Über lange Strecken hält sich Castorf erstaunlich chronologisch an die Vorlage, lässt Kreusch mit viel Pathos deklamieren, Wein und Wodka saufen, ihren Kopf in einen Eimer voller Wasser stecken, wie eine Ziege blöken, während eine echte Ziege namens Peter neben ihr gelassen ihre Leckerlis kaut. Castorf müht sich redlich, dem blutleeren Monolog eine belebende Transfusion zu verpassen. Mikis wird in eine Papierrolle gewickelt und läuft dann als sprechende Statue herum. Castorf lässt als Gag die Autorin anrufen, die sich erkundigt, wie es denn läuft bei der Uraufführung. Von Jane Birkin und Serge Gainsbourg läuft "Je t’aime . . . moi non plus", Sirtaki wird getanzt. Insiderjokes gibt es auch: "Mein Papa ist 98. Dafür sieht er ja noch ganz gut aus", sagt der Castorf-Sohn über seinen 70-jährigen Vater. Und einmal schmettert Kreusch ins Publikum: "Wenn es keinen Sinn macht, warum dauert das dann so lange?"

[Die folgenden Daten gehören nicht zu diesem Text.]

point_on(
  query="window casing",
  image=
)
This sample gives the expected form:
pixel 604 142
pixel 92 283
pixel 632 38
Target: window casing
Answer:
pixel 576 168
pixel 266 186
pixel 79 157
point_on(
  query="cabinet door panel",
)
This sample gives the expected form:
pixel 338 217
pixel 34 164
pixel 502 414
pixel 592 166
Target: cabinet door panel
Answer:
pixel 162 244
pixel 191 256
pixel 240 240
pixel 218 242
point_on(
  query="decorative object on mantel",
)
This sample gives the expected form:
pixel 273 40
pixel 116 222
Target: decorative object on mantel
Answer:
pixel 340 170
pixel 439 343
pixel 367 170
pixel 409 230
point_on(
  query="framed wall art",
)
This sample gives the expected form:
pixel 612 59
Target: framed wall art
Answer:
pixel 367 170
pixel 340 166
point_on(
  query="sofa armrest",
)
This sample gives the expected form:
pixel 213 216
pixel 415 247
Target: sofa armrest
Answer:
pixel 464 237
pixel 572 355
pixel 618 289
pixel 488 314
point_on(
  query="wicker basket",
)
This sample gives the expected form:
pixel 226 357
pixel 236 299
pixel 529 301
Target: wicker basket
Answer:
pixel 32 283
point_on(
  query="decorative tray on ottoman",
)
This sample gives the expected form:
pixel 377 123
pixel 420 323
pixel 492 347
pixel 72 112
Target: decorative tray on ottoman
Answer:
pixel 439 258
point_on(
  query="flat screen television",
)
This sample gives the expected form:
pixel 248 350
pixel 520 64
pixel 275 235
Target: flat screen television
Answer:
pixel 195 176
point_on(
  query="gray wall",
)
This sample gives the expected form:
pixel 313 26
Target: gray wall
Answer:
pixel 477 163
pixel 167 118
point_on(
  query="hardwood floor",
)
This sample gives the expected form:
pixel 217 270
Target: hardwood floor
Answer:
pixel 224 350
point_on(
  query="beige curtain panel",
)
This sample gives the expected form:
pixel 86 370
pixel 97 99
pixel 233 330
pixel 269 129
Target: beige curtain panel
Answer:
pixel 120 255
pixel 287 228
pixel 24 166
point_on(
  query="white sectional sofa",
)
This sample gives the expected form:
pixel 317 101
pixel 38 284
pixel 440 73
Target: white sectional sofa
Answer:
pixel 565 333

Genau! "Schwarzes Meer" ist ein zäher Abend, der erst gegen Ende Fahrt aufnimmt. Castorf fügt Fremdtexte ein über Kriege in Ruanda und Afghanistan, über zerhackte Leichen, die am Straßenland liegen und Kinderhandel. Diese Erdung tut dem Geschwurbel gut zu erzählen, worum es konkret geht bei einem Genozid. Kreusch wird ruhiger, eine schöne Erschöpfung macht sich breit. Das letzte Wort hat der Kasperl. Eine Handpuppe, die seufzt.